Ser maestro es una vocación de la que depende el futuro de toda sociedad, seducir neuronas a través del conocimiento es la vacuna perfecta contra la ignorancia y la mejor receta para construir los sueños.
Publicado en: La Lista
Por: José Ignacio Rasso
Mi columna de esta semana tuvo la fortuna de ser publicada el 15 de mayo, día del maestro. Digo que tuve suerte por dos razones: la primera, porque encuentro pocas profesiones tan nobles e importantes como ser docente; la segunda, porque soy hijo de una maestra y tengo el pretexto perfecto para hablarles de ella y, al hacerlo, hacer un pequeño homenaje a todos y todas quienes dedican su vida a enseñar.
Ser maestro es una vocación de la que depende el futuro de toda sociedad, seducir neuronas a través del conocimiento es la vacuna perfecta contra la ignorancia y la mejor receta para construir los sueños. Esto lo sé porque crecí con una maestra en casa.
Entrar en la biblioteca de mi mamá era adentrarse en un mundo de libros, papeles, historia y calificaciones. Un escritorio en la eterna contradicción de un “desorden ordenado”. Fichas bibliográficas, listas de alumnos, plumas, lápices, folders, más libros y mi admiración total.
Es importante subrayar que en esos tiempos no existían computadoras, iPad, celulares ni inteligencia artificial. El conocimiento no dependía del acceso a internet sino de las ganas de aprender para enseñar, de investigar en distintas fuentes y anotarlo todo. Saber dónde buscar, leer, entender, resumir, apuntar, corregir, pasar en limpio, apilar y guardar. Para ella, el arte de trasmitir conocimientos era una labor inacabada que siempre necesitaba actualizarse. Me lo enseñó con el ejemplo.
Por eso, cuando tú vas, el profesor ya fue, vino, se preparó, regresó y te espera para volver a intentarlo. Por lo mismo, cuando un buen maestro entra al salón de clases merece todo nuestro respeto y agradecimiento, porque para decir una palabra ha leído cien palabras más, para poner un ejercicio en el pizarrón ha resuelto decenas más, para escribir una pregunta se ha cuestionado su propia existencia y para dar una respuesta se ha preparado toda una vida.

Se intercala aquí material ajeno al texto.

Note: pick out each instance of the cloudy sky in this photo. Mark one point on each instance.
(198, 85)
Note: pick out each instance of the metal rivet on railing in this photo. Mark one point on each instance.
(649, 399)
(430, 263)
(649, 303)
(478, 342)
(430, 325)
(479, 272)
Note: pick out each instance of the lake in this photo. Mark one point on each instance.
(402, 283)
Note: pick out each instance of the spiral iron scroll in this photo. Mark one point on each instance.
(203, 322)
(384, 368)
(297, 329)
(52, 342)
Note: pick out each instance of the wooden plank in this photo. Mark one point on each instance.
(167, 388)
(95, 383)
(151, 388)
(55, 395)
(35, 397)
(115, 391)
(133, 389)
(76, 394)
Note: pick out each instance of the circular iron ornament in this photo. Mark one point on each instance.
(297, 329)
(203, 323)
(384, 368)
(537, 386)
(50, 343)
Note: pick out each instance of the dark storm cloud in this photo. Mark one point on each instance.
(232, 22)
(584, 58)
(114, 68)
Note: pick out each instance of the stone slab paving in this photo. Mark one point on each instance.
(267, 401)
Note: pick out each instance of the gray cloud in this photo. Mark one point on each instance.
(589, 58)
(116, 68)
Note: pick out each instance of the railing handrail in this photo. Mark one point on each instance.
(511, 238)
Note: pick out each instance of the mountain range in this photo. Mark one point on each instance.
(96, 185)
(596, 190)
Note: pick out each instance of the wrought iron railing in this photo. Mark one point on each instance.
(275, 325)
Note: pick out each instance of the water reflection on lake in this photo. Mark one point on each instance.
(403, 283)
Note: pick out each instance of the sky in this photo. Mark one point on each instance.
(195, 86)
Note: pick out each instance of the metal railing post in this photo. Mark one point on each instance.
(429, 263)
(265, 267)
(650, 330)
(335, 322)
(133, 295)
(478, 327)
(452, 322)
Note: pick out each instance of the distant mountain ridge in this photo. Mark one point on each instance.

Quienes somos hijos de una maestra tenemos claro que no existen maestros de medio tiempo, enseñar al siguiente día es una tarea de tiempo completo, porque mientras entrenaba futbol, ella calificaba exámenes y se perdía mi gol. Mientras descansaba viendo tele, ella preparaba clases y mientras estábamos de vacaciones, ella pensaba cómo relacionar el contexto actual con las clases del próximo semestre.
Recuerdo cuando me decía que le tocaban buenos, regulares o malos grupos cada año, que fulanito era inteligente, que menganita le caía bien porque era muy crítica y que algunos solo iban a calentar la banca. Por el contrario, yo tenía claro que a ellos siempre les tocaba la mejor maestra.

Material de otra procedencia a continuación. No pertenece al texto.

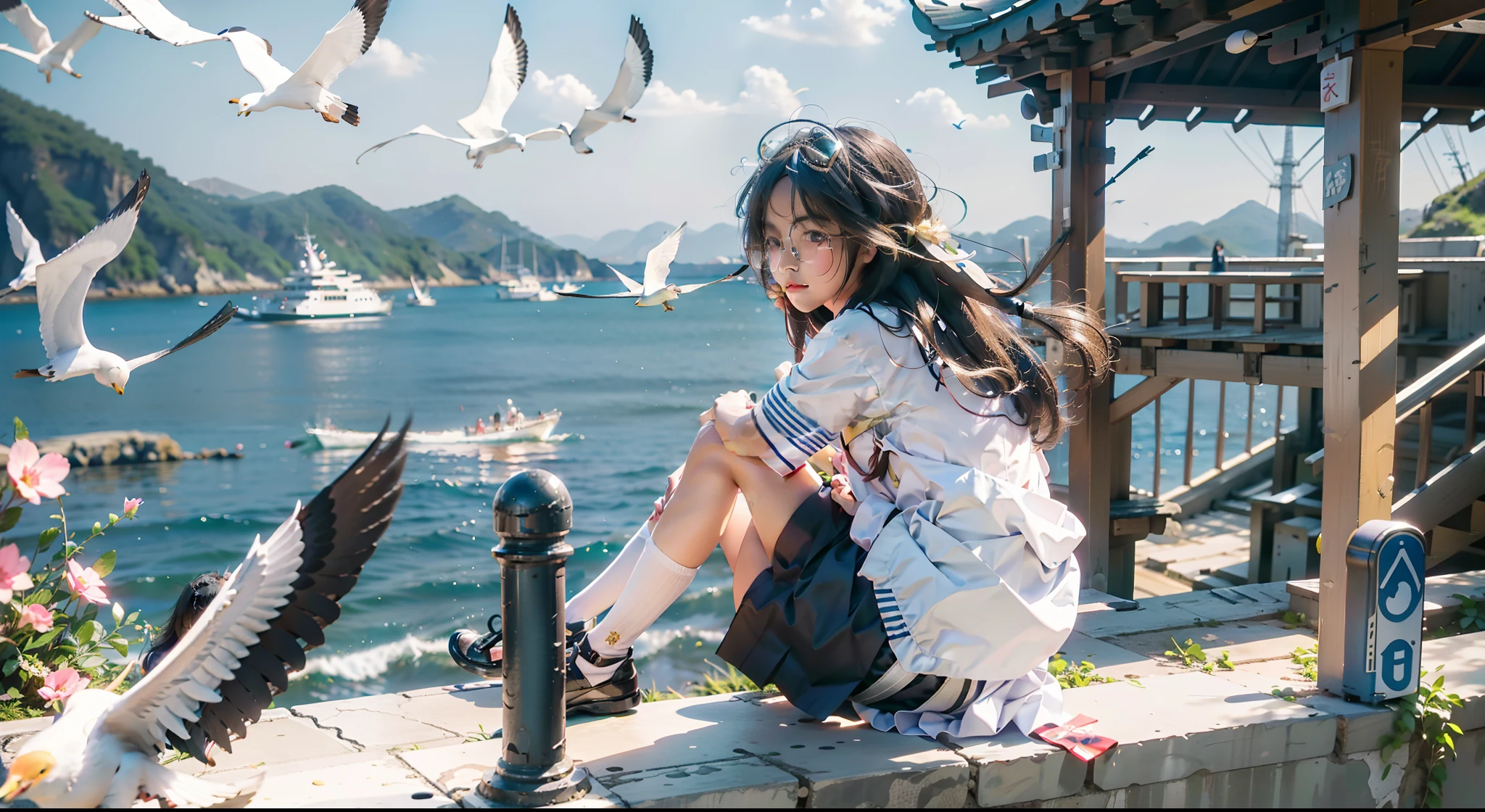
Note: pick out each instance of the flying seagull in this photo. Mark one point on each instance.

No me era relevante si mi mamá daba clases en primaria, preparatoria, universidad o posgrado, lo que me enorgullecía era saber que ella sabía mucho, del verbo mi mamá es maestra y te gano.
Con el tiempo me di cuenta de que a pesar de tener maestría y ser catedrática en distintas universidades, nadie lo sabe todo, al contrario, al saber más reconocía que le faltaba mucho más por aprender. Años después lo comprobé, porque con la llegada de la computadora y el Excel, fui yo quien le enseñó a sacar el promedio de sus alumnos en segundos. Hoy me lo sigue agradeciendo, porque quien sabe enseñar es humilde para aprender. Eso también me lo enseñó ella.
Quizás esta semana dejé a un lado la crítica política, quizás este artículo no le guste a nadie más que a mi madre o quizás existe una enseñanza que se relaciona con el contexto actual que vivimos, porque para ser maestro o ciudadano, todo empieza con una sola semilla si sabes cómo cuidarla y dónde sembrarla.
Muchas gracias a todas y todos los maestros que dedican su vida para crear y creer en un mejor futuro.